Cystic adventitial disease of the popliteal artery presenting as acute limb ischemia
Popliteal artery’s CAD presenting as ALI
Introduction: Cystic adventitial disease is a rare cause of intermittent claudication. Its presentation as acute limb ischemia is exceedingly rare. This disease is caused by the growth of multiple cysts within the adventitia.
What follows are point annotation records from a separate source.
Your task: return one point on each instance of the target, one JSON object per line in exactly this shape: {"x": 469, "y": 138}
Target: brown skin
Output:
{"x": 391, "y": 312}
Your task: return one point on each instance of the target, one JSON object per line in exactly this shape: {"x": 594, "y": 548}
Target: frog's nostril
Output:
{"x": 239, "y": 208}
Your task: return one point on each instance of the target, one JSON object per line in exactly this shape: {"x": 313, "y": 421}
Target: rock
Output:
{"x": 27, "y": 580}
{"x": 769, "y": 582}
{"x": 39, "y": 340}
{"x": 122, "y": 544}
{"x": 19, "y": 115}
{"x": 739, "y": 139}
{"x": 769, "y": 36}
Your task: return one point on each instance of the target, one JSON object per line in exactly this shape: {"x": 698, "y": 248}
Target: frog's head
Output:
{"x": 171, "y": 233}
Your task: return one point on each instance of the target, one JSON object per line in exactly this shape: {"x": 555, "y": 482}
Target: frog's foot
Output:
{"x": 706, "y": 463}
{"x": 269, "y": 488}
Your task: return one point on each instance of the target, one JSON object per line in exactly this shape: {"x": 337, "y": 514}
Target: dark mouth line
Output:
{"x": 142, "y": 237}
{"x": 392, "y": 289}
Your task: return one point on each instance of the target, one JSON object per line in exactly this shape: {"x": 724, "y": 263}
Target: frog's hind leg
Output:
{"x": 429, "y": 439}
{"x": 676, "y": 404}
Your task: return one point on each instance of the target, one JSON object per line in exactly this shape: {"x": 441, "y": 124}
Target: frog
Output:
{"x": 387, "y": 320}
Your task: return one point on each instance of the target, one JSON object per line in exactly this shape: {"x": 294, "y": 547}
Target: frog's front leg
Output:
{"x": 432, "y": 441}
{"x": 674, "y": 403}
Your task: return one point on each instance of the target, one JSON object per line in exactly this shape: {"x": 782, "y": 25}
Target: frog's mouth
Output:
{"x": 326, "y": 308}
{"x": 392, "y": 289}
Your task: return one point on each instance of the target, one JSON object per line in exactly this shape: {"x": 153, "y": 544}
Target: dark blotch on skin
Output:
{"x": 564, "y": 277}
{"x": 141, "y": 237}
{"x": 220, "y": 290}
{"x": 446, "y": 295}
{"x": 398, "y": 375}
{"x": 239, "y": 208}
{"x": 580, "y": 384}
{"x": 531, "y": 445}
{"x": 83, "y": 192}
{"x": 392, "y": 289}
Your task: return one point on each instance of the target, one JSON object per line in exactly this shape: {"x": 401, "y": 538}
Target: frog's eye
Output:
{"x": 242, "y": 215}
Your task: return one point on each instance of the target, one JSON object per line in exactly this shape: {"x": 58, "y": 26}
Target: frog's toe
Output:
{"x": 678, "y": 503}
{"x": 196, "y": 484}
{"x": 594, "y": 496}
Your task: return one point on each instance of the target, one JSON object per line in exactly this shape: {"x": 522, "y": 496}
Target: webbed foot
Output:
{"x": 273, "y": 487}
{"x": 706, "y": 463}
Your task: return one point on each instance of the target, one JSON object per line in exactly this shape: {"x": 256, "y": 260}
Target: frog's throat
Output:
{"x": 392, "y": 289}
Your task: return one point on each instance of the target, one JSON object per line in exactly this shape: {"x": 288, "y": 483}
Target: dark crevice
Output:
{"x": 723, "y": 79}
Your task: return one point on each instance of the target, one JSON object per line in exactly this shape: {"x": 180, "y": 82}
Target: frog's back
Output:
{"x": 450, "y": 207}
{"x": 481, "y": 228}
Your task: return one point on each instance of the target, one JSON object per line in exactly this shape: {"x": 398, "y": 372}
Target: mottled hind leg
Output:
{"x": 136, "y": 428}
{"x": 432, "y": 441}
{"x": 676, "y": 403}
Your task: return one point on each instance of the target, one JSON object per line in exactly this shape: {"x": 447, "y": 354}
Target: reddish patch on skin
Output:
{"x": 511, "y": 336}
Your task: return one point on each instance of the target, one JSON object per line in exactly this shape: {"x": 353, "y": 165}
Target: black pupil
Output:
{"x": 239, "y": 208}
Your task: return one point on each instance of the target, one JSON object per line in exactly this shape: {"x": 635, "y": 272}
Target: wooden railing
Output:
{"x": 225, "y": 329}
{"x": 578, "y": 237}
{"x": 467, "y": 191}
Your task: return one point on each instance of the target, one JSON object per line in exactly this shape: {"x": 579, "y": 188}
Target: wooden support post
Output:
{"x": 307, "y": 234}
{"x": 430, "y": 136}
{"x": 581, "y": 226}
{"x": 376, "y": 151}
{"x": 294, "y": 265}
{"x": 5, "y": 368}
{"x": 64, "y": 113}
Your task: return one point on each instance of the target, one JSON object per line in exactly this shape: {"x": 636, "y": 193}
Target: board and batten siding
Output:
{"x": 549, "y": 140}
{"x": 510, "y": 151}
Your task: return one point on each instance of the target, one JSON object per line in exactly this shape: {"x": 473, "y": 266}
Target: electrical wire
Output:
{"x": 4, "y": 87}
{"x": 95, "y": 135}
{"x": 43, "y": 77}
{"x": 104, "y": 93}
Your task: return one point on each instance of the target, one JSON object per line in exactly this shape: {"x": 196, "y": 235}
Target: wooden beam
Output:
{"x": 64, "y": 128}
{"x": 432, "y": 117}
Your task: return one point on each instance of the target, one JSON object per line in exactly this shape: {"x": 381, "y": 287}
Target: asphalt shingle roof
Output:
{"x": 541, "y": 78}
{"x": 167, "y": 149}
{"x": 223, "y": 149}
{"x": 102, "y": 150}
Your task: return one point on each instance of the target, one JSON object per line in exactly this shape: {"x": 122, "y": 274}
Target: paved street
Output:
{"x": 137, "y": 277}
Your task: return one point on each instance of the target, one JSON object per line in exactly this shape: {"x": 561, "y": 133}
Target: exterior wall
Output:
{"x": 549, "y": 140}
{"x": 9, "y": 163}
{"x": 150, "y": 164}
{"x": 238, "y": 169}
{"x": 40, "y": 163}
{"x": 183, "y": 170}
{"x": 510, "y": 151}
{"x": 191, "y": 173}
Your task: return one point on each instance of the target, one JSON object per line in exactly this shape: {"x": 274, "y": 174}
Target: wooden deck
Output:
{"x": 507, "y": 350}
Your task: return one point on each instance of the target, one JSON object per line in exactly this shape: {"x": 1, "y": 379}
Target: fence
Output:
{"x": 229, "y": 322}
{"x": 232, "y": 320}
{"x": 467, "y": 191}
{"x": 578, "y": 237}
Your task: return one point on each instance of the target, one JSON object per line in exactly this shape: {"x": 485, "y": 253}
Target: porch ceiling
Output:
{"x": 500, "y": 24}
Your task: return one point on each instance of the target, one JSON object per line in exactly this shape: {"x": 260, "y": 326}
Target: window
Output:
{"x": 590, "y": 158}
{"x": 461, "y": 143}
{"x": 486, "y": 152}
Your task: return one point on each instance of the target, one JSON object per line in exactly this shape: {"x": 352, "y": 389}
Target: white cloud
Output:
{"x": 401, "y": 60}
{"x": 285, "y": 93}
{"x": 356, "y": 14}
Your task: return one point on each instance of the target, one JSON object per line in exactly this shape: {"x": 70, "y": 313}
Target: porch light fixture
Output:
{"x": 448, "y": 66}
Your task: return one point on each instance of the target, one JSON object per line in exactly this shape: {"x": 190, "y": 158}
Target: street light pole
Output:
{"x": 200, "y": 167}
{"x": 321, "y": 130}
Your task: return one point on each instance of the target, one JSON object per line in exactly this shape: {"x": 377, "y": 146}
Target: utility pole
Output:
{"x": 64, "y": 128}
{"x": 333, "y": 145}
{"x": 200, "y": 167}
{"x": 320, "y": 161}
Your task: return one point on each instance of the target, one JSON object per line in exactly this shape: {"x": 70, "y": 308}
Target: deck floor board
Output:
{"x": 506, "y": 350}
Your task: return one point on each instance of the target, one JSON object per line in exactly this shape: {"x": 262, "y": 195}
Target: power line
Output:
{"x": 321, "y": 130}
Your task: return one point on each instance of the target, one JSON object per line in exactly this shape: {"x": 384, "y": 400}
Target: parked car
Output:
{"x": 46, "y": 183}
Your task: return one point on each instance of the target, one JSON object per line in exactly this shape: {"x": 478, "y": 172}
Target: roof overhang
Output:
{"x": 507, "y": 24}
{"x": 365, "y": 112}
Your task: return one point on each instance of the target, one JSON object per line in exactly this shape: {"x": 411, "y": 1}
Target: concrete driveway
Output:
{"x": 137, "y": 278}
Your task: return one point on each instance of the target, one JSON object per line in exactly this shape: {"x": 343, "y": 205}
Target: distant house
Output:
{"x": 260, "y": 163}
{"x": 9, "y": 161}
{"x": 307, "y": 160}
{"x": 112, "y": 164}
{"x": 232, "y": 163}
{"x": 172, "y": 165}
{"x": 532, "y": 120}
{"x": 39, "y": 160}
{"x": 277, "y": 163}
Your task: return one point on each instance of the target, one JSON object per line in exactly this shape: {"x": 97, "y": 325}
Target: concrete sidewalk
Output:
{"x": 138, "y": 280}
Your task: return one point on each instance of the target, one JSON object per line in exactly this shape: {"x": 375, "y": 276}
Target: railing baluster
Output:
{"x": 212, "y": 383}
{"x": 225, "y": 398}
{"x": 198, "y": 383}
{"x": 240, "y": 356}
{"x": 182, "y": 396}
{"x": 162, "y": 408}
Although its etiopathogeny isn’t fully understood most evidence supports an embryonic defect during the development of non-axial arteries. Treatment includes several options: adventitial layer excision, percutaneous aspiration of the cysts and segmental arterectomy with bypass.
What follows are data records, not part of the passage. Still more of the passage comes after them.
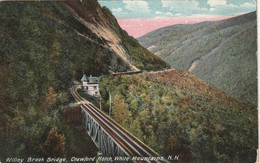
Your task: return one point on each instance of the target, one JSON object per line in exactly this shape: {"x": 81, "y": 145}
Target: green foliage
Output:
{"x": 141, "y": 57}
{"x": 176, "y": 113}
{"x": 221, "y": 53}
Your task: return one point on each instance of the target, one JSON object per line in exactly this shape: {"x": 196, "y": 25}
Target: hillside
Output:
{"x": 44, "y": 46}
{"x": 174, "y": 112}
{"x": 222, "y": 53}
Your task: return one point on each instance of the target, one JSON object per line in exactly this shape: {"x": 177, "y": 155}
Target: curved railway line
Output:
{"x": 131, "y": 146}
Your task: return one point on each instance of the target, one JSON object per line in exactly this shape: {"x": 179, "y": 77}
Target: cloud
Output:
{"x": 175, "y": 5}
{"x": 248, "y": 5}
{"x": 118, "y": 10}
{"x": 138, "y": 6}
{"x": 162, "y": 14}
{"x": 217, "y": 2}
{"x": 178, "y": 14}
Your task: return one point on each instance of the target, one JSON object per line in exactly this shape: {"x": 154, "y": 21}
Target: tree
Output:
{"x": 54, "y": 145}
{"x": 120, "y": 112}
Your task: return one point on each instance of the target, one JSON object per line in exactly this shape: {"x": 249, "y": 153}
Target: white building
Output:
{"x": 90, "y": 85}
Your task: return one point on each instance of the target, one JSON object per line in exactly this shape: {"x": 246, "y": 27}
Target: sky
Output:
{"x": 138, "y": 17}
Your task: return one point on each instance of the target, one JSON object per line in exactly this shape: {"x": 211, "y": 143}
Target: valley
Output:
{"x": 222, "y": 53}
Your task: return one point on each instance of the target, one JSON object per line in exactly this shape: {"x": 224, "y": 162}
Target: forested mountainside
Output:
{"x": 44, "y": 46}
{"x": 222, "y": 53}
{"x": 176, "y": 113}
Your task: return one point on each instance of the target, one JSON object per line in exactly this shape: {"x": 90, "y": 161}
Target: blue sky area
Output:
{"x": 124, "y": 9}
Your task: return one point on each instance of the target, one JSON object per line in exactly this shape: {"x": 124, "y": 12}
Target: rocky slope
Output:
{"x": 176, "y": 112}
{"x": 222, "y": 53}
{"x": 44, "y": 46}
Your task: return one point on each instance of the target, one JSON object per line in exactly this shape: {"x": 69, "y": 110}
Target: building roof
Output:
{"x": 84, "y": 77}
{"x": 92, "y": 79}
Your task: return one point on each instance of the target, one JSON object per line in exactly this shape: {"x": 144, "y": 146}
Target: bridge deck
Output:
{"x": 130, "y": 144}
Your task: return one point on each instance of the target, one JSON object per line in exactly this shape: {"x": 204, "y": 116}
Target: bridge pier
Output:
{"x": 106, "y": 145}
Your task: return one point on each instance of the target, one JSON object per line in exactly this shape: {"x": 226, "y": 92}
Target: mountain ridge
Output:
{"x": 214, "y": 51}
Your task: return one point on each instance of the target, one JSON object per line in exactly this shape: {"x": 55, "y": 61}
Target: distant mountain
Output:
{"x": 44, "y": 46}
{"x": 222, "y": 53}
{"x": 176, "y": 112}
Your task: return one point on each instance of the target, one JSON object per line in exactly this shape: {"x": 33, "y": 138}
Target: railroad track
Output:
{"x": 130, "y": 144}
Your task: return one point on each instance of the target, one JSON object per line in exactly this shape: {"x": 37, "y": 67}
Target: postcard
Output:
{"x": 128, "y": 81}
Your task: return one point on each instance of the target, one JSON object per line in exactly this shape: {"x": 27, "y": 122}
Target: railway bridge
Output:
{"x": 111, "y": 139}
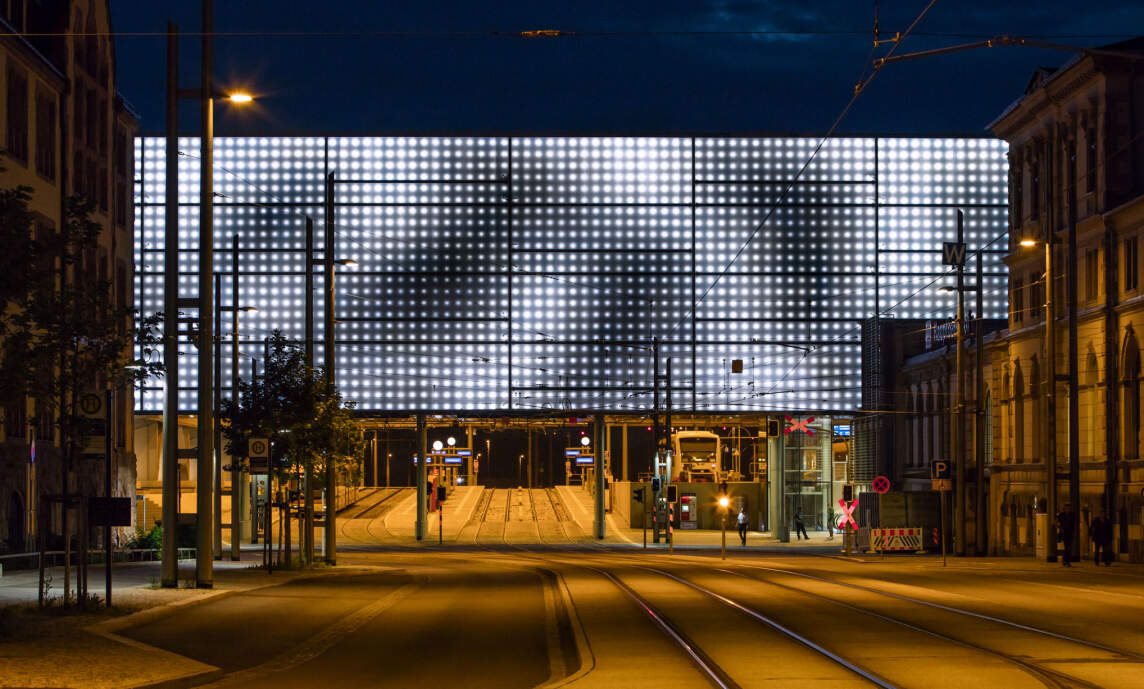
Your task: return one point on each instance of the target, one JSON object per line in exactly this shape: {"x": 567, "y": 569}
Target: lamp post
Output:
{"x": 723, "y": 501}
{"x": 204, "y": 568}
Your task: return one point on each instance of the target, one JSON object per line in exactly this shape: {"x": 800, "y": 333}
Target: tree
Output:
{"x": 311, "y": 429}
{"x": 65, "y": 335}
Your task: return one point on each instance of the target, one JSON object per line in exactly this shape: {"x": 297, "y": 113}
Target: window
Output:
{"x": 103, "y": 127}
{"x": 1091, "y": 272}
{"x": 102, "y": 189}
{"x": 1090, "y": 159}
{"x": 1131, "y": 268}
{"x": 1018, "y": 300}
{"x": 1034, "y": 192}
{"x": 46, "y": 135}
{"x": 17, "y": 116}
{"x": 45, "y": 421}
{"x": 15, "y": 418}
{"x": 78, "y": 173}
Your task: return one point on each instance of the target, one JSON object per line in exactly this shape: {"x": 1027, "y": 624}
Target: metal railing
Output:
{"x": 56, "y": 557}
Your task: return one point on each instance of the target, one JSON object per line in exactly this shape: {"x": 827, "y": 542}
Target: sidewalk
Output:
{"x": 45, "y": 649}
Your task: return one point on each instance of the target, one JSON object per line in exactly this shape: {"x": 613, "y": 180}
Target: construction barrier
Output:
{"x": 896, "y": 540}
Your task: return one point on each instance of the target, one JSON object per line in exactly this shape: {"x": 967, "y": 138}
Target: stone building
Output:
{"x": 1077, "y": 156}
{"x": 65, "y": 132}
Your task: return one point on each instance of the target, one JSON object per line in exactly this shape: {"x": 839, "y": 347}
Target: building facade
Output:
{"x": 1077, "y": 159}
{"x": 66, "y": 132}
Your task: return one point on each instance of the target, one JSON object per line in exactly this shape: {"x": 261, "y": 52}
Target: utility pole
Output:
{"x": 237, "y": 484}
{"x": 308, "y": 478}
{"x": 959, "y": 397}
{"x": 169, "y": 565}
{"x": 422, "y": 476}
{"x": 1073, "y": 363}
{"x": 330, "y": 361}
{"x": 215, "y": 427}
{"x": 1050, "y": 337}
{"x": 204, "y": 556}
{"x": 979, "y": 515}
{"x": 601, "y": 484}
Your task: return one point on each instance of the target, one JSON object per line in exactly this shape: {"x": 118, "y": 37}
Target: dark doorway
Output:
{"x": 15, "y": 523}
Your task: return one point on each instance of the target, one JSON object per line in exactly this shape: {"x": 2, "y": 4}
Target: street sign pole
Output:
{"x": 943, "y": 528}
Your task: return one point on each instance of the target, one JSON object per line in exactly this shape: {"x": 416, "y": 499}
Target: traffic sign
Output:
{"x": 881, "y": 485}
{"x": 799, "y": 426}
{"x": 953, "y": 253}
{"x": 848, "y": 514}
{"x": 257, "y": 450}
{"x": 90, "y": 404}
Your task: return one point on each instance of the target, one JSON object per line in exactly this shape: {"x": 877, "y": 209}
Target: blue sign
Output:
{"x": 942, "y": 468}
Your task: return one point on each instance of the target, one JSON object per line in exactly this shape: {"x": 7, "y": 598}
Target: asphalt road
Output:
{"x": 509, "y": 616}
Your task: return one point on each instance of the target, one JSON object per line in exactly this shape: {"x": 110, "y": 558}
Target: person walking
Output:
{"x": 800, "y": 528}
{"x": 1066, "y": 527}
{"x": 1101, "y": 532}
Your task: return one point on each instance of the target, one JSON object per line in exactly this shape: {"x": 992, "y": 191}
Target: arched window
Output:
{"x": 1018, "y": 414}
{"x": 1006, "y": 440}
{"x": 1090, "y": 405}
{"x": 987, "y": 428}
{"x": 1130, "y": 397}
{"x": 1035, "y": 412}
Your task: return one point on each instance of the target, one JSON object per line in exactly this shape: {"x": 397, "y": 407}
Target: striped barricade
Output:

Methods: We present a case of acute limb ischemia caused by popliteal cystic adventitial disease.
Clinical Case: A 60 years old male presented with acute limb ischemia of the right leg. Duplex ultrasound showed a tight stenosis of the popliteal artery caused by adventitial cysts. The patient was intervened: from a posterior approach an excision of the cysts and adventitial layer was performed with total recovery of foot’s perfusion and pedal pulse. After 18 months of follow-up the patient is asymptomatic without imagiological evidence of recurrence.
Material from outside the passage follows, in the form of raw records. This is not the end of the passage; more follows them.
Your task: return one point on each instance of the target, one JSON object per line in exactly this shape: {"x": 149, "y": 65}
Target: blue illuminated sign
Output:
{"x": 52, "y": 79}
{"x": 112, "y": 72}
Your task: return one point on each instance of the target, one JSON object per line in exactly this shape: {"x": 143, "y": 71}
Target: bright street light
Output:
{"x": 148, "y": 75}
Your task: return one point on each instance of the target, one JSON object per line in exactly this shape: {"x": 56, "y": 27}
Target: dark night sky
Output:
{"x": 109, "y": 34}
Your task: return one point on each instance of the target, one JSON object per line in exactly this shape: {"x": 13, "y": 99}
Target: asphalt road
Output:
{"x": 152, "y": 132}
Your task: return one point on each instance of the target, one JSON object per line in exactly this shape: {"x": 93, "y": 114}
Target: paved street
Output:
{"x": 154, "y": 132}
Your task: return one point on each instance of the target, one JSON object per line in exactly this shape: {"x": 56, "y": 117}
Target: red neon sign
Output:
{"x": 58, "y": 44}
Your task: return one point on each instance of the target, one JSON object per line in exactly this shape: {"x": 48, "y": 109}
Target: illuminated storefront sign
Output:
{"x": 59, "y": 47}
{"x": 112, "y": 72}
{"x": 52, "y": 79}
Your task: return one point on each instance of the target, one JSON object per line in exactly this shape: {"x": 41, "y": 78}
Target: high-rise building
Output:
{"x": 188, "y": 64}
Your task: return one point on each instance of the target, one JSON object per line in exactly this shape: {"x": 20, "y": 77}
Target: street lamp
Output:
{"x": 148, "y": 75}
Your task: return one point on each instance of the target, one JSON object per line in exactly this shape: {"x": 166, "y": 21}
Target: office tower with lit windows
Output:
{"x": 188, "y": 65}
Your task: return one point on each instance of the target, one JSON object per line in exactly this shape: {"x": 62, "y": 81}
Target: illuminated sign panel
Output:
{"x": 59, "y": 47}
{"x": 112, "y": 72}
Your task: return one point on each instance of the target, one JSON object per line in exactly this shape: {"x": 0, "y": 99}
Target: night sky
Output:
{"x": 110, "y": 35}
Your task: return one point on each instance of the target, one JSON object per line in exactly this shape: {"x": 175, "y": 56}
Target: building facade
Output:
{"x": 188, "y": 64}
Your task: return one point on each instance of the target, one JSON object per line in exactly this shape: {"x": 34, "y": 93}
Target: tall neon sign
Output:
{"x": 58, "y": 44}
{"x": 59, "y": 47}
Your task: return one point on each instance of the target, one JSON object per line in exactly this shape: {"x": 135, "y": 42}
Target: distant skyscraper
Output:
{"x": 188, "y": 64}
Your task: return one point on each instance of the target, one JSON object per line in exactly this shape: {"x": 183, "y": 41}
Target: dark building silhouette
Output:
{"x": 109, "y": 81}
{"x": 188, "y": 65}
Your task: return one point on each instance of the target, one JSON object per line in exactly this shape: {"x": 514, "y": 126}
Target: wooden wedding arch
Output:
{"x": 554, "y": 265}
Conclusions: Due to the disease’s rarity there are no studies designed to compare the different treatment strategies for this pathology. However, the available data from case series shows that the surgical technique chosen for this patient presents very good results and, therefore, it seems to be a good therapeutic option assuming a patent popliteal artery without intimal lesion. Clinical presentation as acute limb ischemia isn’t described in the literature and isn’t today understandable because the factors affecting mucin secretion rate by cyst’s mesenchymal cells are unknown.